From hidden wells, to labyrinths, to coast-to-coast pilgrimages, to land temples and wild art – Jini’s search celebrates the joys of roaming and explores her desire for a deeper connection. For example, she writes of a walk with a friend in Cornwall: ‘The view to St Michael’s Mount is spectacular. Green fields slide into the sea, and the small tidal island rises up loftily from the water. But if I turn around, I can see forest and patchwork fields tumbling into St Ives Bay too, with its white sands curving like a crescent moon. I feel a kind of ecstasy and exhilaration... We hug. We have friendship and we have this. “Halfway there!” we sing.’

The book is full of such moments of longing and (un)belonging. For the most part, Jini carves her own path, based on following her own curiosity, tip-offs from acquaintances, and flashes of serendipity. However, there are some moments that force her to confront the limitations and challenges of her quest:

‘At the back of my mind are the headlines shouting about people whose skin colour is not white who never connect with nature. It annoys me, the generalisation. I’m just a human enjoying the sea... Like other women and men before me whose storylines don’t fit the plot and whose voices are never heard’, and ‘What is the mythic landscape anyway... I have to look these things up, for they are not native to me. What is so wrong with wanting to connect with the land on your own terms... which specific culture am I meant to identify with? If you come from a multicultural background, it isn’t an easy question to answer.’

Clearly, as a woman of colour, much of the spaces that Jini occupies in person and in print rarely feature someone who looks like her, and it happens too often in the book for it to be dismissed as simply insecurity or paranoia. However, the book itself is a form of resistance, of taking up space, and such perspectives can only enhance the descriptions of what Jini experiences and enrich our understanding of these places. This reviewer is certainly grateful for it (I didn’t want it to end), and I’m sure that many of our readers will be too.

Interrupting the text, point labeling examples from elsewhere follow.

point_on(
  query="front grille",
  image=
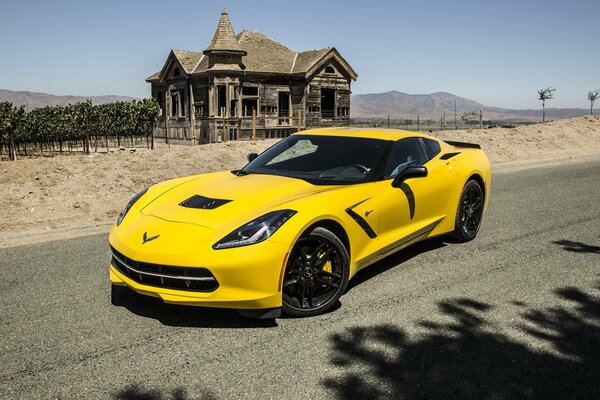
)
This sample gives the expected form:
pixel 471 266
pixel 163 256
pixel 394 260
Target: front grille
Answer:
pixel 166 276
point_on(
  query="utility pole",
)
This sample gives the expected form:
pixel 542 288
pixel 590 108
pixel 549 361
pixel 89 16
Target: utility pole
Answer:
pixel 455 126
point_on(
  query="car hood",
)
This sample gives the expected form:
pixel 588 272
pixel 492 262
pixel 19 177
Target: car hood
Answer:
pixel 245 198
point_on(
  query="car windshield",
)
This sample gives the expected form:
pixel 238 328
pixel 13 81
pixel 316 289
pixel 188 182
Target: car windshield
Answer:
pixel 320 160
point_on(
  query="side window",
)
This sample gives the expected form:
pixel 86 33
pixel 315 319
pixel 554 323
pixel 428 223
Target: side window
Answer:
pixel 432 147
pixel 404 153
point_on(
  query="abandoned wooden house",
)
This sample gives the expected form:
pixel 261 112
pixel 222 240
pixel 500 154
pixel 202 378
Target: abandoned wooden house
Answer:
pixel 248 84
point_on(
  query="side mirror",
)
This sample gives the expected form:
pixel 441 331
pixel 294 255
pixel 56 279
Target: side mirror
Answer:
pixel 415 171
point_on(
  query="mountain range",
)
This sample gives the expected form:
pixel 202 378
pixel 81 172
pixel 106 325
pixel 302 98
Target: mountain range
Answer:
pixel 35 100
pixel 397 105
pixel 400 105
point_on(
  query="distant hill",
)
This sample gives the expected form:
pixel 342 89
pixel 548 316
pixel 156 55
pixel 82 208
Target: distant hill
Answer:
pixel 400 105
pixel 36 100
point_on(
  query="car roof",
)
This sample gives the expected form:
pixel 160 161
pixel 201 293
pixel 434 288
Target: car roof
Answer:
pixel 371 133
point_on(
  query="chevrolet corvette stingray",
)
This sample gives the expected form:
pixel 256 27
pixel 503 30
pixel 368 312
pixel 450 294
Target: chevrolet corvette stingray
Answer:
pixel 291 228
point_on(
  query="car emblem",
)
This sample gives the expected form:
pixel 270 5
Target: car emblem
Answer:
pixel 145 238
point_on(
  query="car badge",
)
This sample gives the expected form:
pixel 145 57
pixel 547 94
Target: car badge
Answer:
pixel 145 238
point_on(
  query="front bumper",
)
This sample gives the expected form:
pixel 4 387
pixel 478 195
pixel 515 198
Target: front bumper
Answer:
pixel 246 277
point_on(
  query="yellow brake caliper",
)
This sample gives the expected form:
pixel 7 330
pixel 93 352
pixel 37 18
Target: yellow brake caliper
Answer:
pixel 327 267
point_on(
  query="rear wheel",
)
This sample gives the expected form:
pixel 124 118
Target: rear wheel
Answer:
pixel 469 213
pixel 316 274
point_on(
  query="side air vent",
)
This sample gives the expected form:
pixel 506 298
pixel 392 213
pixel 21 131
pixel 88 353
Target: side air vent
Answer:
pixel 448 156
pixel 204 203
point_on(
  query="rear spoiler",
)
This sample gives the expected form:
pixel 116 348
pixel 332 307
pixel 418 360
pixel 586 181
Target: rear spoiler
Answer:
pixel 463 144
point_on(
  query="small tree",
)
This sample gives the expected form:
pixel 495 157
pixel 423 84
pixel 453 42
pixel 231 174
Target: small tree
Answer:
pixel 592 96
pixel 469 116
pixel 543 95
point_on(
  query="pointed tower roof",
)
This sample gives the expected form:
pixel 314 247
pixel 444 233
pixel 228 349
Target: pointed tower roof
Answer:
pixel 224 39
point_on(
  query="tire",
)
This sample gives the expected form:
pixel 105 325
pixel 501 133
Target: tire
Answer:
pixel 469 213
pixel 316 274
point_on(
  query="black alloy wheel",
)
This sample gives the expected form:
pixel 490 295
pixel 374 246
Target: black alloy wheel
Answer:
pixel 469 213
pixel 316 274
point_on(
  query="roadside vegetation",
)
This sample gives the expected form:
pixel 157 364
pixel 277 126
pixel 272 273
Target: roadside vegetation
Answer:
pixel 81 127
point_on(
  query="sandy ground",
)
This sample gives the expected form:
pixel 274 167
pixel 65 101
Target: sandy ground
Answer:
pixel 47 198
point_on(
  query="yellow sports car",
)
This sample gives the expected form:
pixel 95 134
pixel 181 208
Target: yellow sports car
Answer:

Part travel guide, part nature writing, part memoir, part wellness guide, part eco-spiritual meditation, and a hundred per cent full of heart, humour and joy, Wanderland is an engaging and unique book about the pleasures of roaming the countryside that also explores our place in it. ‘In this garden,’ Jini writes later, ‘there is a place that welcomes me exactly as I am, and that I, the outlier, can call home. Maybe this is what I’m looking for: little pockets of home, all over Britain’. We at Desi Reads highly recommend that you to find a home for this book too.